Pain is Deep

Devina Singh

“Every artist dips his brush in his own soul and paints his own nature into his pictures.”-Henry Ward Beecher

The first art exhibit of fall 2015 in the University Union Gallery was called Treasure Revealed: Art from the Sacramento State Collection. In this exhibit, there was a piece named Pain Deep by Victoria S. Some of you may have witnessed the beautiful portrayal of Victoria’s mind.

Just imagine a woman’s body made of steel laying in a bed of screws. Imagine bolts imbedded in rows all through her body; Imagine her pelvic area being the only area that has a pool of screws as if she wants us to know that it is the specific place she’s been deceived the most; A woman who went through hell and survived, imagine that as a work of art.

The moment I laid my eyes on her exquisite sculpture, I saw her pain, deep. There is more to be understood about her art work than what only meets the eye.

A famous dead poet once said that a great work of art is dead to you the moment you think you understand it.

I strongly disagree. I believe this work of art came to life once I realized that it was me on the bed of screws. I felt as if I created her piece myself, as if I was in her head when she sculpted the expressive woman.

The steel body represents strength, but laying the steel body in the bed of screws signifies a person who is exhausted from the pain and no longer feels like they are a human being.

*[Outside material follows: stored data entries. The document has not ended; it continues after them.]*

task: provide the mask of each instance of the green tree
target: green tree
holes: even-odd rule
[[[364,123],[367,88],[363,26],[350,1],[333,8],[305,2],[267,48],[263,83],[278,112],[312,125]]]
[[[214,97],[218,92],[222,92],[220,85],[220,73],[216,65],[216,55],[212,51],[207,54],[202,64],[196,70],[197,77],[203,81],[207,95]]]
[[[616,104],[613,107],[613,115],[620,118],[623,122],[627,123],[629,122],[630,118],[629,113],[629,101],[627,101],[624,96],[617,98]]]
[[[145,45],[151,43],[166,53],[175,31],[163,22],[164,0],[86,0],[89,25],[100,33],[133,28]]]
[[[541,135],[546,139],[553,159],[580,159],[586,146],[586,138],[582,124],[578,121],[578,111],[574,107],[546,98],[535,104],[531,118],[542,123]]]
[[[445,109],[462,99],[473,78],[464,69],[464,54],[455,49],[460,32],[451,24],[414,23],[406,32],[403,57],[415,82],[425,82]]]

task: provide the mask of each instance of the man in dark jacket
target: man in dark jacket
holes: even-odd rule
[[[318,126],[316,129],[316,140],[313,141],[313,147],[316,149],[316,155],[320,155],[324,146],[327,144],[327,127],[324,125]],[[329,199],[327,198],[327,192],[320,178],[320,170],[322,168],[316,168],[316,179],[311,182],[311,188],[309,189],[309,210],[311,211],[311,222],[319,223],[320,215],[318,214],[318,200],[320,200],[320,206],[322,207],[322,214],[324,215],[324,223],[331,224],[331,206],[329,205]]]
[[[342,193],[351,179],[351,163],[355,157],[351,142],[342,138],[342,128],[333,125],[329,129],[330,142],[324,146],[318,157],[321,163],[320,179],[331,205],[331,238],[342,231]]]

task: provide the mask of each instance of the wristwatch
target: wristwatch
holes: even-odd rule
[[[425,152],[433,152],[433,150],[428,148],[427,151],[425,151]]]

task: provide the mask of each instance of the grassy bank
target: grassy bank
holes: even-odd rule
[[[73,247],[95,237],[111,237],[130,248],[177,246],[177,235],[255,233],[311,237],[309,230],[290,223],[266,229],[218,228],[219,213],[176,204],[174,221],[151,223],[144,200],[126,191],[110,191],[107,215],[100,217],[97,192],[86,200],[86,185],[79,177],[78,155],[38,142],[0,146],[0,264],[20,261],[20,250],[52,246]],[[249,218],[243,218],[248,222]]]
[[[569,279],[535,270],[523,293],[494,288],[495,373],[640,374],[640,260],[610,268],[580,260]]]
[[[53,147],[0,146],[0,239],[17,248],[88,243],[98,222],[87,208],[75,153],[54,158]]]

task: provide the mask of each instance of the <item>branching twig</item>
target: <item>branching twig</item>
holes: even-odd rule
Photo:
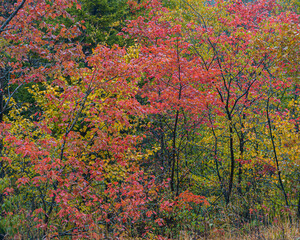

Chris Pogue, who was also admiring the artwork, said, “I think this girl is trying to portray the loss of one’s self to things that are expected to be drowning due to pressure. The submergence of the body in a bed of screws shows it was willingness to let yourself drown.”

As you can see, different people interpret things differently.

All I know is, artwork doesn’t die if you think you can understand it. I am still trying to fully comprehend what I think Pain Deep means. This may be one of the most beautiful works of art I have ever experienced.